El profesor universitario malagueño recordó que el día de autos salió de Cañete la Real, donde había estado inspeccionado las obras de remodelación del castillo, a eso de las cuatro de la tarde, tras tomar un tentenpié: una cerveza y un pincho de tortilla. Al llegar al municipio de Cártama, en una curva que conocía a la perfección pues hacía este trayecto una vez por semana, vio a dos ciclistas. Según él, se encontraban «a unos 30 metros y corrían paralelo, uno por la línea del arcén y el otro, el más retrasado, por dentro de la calzada». Fue a éste al que, según dijo, atropelló en una zona de perfecta visibilidad a una velocidad que, en su opinión, sería de entre 40 y 60 por hora. «Para mí que iba en tercera», comentó, antes de explicar cúal fue su reacción tras el impacto. «El cuerpo del ciclista chocó contra el cristal solté el volante y fui frenando poco a poco hasta que paré el coche», afirmó. ¿Y el otro ciclista? Sebastián López aseguró que no tenía «conciencia» de haberle atropellado. «No vi al otro hasta que me puse a buscarlo», declaró.

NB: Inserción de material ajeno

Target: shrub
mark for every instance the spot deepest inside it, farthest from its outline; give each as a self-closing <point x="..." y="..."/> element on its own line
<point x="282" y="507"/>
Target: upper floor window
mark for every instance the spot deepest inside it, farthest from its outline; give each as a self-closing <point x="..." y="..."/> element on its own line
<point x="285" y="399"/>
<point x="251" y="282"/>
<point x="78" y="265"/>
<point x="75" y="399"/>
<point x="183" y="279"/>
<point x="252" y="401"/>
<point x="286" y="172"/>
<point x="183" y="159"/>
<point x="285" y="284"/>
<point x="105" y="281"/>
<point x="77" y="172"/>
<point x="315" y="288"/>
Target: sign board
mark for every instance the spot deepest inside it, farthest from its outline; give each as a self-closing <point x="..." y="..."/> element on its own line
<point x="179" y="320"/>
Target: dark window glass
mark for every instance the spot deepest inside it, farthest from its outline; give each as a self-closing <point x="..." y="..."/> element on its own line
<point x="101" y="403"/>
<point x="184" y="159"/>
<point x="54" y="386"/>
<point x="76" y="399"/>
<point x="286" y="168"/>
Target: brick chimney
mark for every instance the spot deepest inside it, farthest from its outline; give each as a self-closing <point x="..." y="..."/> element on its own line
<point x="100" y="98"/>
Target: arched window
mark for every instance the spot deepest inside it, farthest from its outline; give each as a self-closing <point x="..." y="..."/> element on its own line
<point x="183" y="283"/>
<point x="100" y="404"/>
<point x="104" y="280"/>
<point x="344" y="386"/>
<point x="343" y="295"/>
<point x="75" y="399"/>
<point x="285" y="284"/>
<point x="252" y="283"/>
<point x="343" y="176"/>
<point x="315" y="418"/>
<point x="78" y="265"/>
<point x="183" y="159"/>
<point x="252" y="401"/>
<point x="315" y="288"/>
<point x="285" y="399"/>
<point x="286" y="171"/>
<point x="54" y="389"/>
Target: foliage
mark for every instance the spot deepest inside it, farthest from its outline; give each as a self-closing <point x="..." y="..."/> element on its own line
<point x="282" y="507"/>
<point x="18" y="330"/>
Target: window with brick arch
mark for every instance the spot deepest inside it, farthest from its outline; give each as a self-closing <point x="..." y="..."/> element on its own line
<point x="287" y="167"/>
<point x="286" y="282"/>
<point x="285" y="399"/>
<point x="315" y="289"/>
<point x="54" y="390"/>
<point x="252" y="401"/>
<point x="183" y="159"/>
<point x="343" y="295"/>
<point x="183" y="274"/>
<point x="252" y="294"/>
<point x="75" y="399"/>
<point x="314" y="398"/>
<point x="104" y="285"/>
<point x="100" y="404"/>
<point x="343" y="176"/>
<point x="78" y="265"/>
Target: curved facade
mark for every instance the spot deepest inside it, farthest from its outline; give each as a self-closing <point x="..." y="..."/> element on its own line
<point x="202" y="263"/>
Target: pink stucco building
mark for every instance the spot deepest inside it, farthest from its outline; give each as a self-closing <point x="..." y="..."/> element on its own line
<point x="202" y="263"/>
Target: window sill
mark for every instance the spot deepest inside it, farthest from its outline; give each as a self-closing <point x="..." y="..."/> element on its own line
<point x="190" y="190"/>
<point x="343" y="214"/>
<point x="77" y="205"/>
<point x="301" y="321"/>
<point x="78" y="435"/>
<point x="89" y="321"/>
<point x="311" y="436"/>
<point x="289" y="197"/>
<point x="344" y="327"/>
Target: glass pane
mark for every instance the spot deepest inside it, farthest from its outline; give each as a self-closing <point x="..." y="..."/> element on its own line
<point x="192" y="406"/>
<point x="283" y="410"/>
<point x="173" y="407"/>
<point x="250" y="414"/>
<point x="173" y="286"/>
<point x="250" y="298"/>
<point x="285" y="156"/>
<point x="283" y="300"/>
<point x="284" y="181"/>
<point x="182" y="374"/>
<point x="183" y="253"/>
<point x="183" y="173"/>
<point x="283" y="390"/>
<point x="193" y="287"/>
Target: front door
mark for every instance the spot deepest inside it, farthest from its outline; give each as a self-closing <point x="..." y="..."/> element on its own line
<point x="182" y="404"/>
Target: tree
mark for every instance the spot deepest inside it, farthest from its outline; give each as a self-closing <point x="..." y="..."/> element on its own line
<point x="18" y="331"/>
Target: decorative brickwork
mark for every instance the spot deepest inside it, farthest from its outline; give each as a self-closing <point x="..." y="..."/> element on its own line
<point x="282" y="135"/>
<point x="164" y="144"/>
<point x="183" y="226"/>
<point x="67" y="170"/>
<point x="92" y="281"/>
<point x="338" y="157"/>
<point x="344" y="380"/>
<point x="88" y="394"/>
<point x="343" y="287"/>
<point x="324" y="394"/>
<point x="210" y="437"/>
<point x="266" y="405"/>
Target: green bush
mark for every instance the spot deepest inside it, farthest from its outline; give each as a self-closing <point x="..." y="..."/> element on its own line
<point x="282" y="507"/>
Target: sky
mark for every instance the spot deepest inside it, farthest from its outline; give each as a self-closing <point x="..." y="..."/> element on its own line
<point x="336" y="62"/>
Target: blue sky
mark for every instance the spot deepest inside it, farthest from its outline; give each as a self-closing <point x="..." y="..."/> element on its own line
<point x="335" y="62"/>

El inculpado, al que defendía Pedro Apalategui, un prestigioso abogado malagueño famoso por su defensa de Dolores Vázquez en el caso de Rocío Wanninkoff, insistió en que no se despistó y alegó que había «una confusión» en el sumario: la relativa a la distancia entre la curva y el lugar del impacto. En el informe pericial se habla de unos 125 metros y según él serían «25 o 30», una distancia tan pequeña que hace difícil de entender, como señaló uno de los abogados de la acusación particular, la declaración del inculpado a la Guardia Civil en la que aseguró que desde que vio a los ciclistas hasta el momento del atropello pasaron 20 segundos.